In a World Bank Group report released in March 2018, Nigeria was mentioned as one of the countries to experience worsening impacts of climate change in three densely populated regions of the world. The report, titled Groundswell – Preparing for Internal Climate Migration, focused on the nexus between slow-onset climate change impacts, internal migration patterns and development in three developing regions of the world. It projected that over 140 million people could move within their countries’ borders by 2050 in sub-Saharan Africa, South Asia and Latin America, thereby creating a looming human crisis and threatening the development process.

Nigeria’s active involvement in climate change is therefore both instructive and imperative. To this end, the country has always maintained its commitment to global and regional cooperation in its approach to achieving environmental security and sustainability. The country has also promised to ensure participatory, technology-based environmental information management, as well as early warning systems which will be integrated into its national security architecture.

In April, President Muhammadu Buhari announced robust plans and initiatives by his administration to reverse the negative effects of climate change in Nigeria. In his address to the United Nations Climate Action Summit with the theme, A Race We Can Win, A Race We Must Win, Buhari said collective action needed to be stepped up in the race against global warming. “It is now imperative that we must step-up our collective climate actions in line with the request of the Secretary-General. I wish to reiterate Nigeria’s commitment to its obligation under the Paris Agreement, the aspirations enshrined in our Nationally Determined Contribution (NDC) and ensure a resilient future that mainstreams climate risks in our decision making.”

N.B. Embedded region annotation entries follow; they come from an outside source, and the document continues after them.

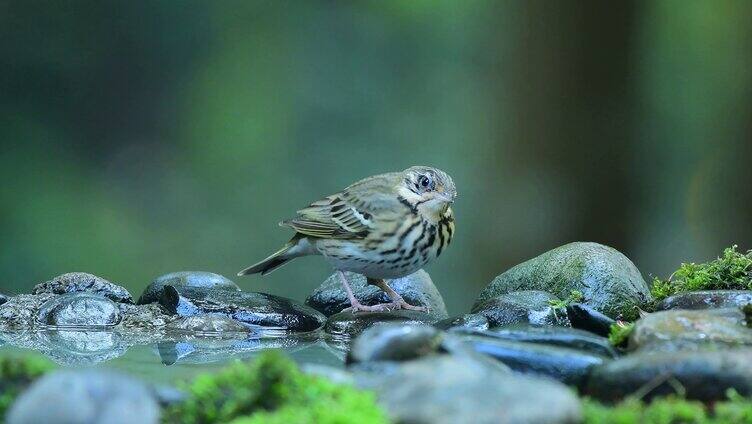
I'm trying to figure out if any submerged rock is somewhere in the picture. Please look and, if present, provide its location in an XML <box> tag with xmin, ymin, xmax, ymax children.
<box><xmin>586</xmin><ymin>349</ymin><xmax>752</xmax><ymax>402</ymax></box>
<box><xmin>629</xmin><ymin>309</ymin><xmax>752</xmax><ymax>352</ymax></box>
<box><xmin>434</xmin><ymin>314</ymin><xmax>488</xmax><ymax>330</ymax></box>
<box><xmin>567</xmin><ymin>303</ymin><xmax>616</xmax><ymax>337</ymax></box>
<box><xmin>7</xmin><ymin>370</ymin><xmax>160</xmax><ymax>424</ymax></box>
<box><xmin>159</xmin><ymin>285</ymin><xmax>326</xmax><ymax>331</ymax></box>
<box><xmin>37</xmin><ymin>292</ymin><xmax>120</xmax><ymax>327</ymax></box>
<box><xmin>656</xmin><ymin>290</ymin><xmax>752</xmax><ymax>310</ymax></box>
<box><xmin>0</xmin><ymin>293</ymin><xmax>55</xmax><ymax>331</ymax></box>
<box><xmin>305</xmin><ymin>270</ymin><xmax>447</xmax><ymax>320</ymax></box>
<box><xmin>476</xmin><ymin>242</ymin><xmax>652</xmax><ymax>319</ymax></box>
<box><xmin>468</xmin><ymin>324</ymin><xmax>617</xmax><ymax>358</ymax></box>
<box><xmin>31</xmin><ymin>272</ymin><xmax>133</xmax><ymax>303</ymax></box>
<box><xmin>324</xmin><ymin>309</ymin><xmax>435</xmax><ymax>338</ymax></box>
<box><xmin>118</xmin><ymin>303</ymin><xmax>180</xmax><ymax>333</ymax></box>
<box><xmin>138</xmin><ymin>271</ymin><xmax>240</xmax><ymax>305</ymax></box>
<box><xmin>354</xmin><ymin>355</ymin><xmax>581</xmax><ymax>424</ymax></box>
<box><xmin>472</xmin><ymin>290</ymin><xmax>569</xmax><ymax>327</ymax></box>
<box><xmin>166</xmin><ymin>315</ymin><xmax>250</xmax><ymax>334</ymax></box>
<box><xmin>347</xmin><ymin>323</ymin><xmax>443</xmax><ymax>363</ymax></box>
<box><xmin>461</xmin><ymin>335</ymin><xmax>609</xmax><ymax>385</ymax></box>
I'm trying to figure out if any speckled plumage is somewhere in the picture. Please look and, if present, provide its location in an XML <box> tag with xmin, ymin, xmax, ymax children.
<box><xmin>239</xmin><ymin>166</ymin><xmax>456</xmax><ymax>309</ymax></box>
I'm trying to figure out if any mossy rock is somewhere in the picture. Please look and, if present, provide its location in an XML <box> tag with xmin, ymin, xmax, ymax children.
<box><xmin>476</xmin><ymin>242</ymin><xmax>652</xmax><ymax>320</ymax></box>
<box><xmin>164</xmin><ymin>350</ymin><xmax>387</xmax><ymax>424</ymax></box>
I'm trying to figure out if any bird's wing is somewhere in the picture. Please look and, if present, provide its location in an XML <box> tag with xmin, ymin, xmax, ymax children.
<box><xmin>280</xmin><ymin>191</ymin><xmax>372</xmax><ymax>239</ymax></box>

Making good of that promise two months later, Buhari approved the Revised National Climate Change Policy and the National Climate Change Programmes for Nigeria at the Federal Executive Council meeting. Minister of Environment Mohammed Abubakar said the documents were revised to reflect “the inclusion of the Paris Agreement signed in 2015 and gender mainstreaming, which are very relevant to national response to climate change”. The Revised National Climate Change Policy and National Climate Change Programmes (action plan) are expected to run through 2021-2030.

However, for individual nations’ efforts to be effective there has to be a global recognition that climate change is a global security threat, especially among the world’s worst polluters. The goal of the landmark Paris Agreement to limit global warming to well below 2, preferably to 1.5 degree Celsius, compared to pre-industrial levels, cannot be attained if roles and responsibilities are disproportional.
For instance, the agreement reaffirms that developed countries should take the lead in providing financial assistance to countries that are less endowed and more vulnerable.

There are also the issues of technology development and transfer and capacity building for improving resilience to climate change and reducing greenhouse gas emissions. Unfortunately, while wealthy nations (such as the U.S, China, the EU and Japan) are deploying finance, technology and capacity building to achieve zero-carbon solutions, they seem to be leaving developing countries behind.

Ironically, these are the world’s worst polluters against the world’s most vulnerable countries in the Americas, Africa and Asia. For instance, Africa contributes a mere three per cent to global greenhouse gas emissions, while the US and China combined are responsible for close to 40 per cent.
One of the topics on the agenda at the 2021 United Nations Climate Change Conference (COP26) scheduled for Glasgow, Scotland in October, therefore, should be how to boost developing countries’ response mechanisms against climate change.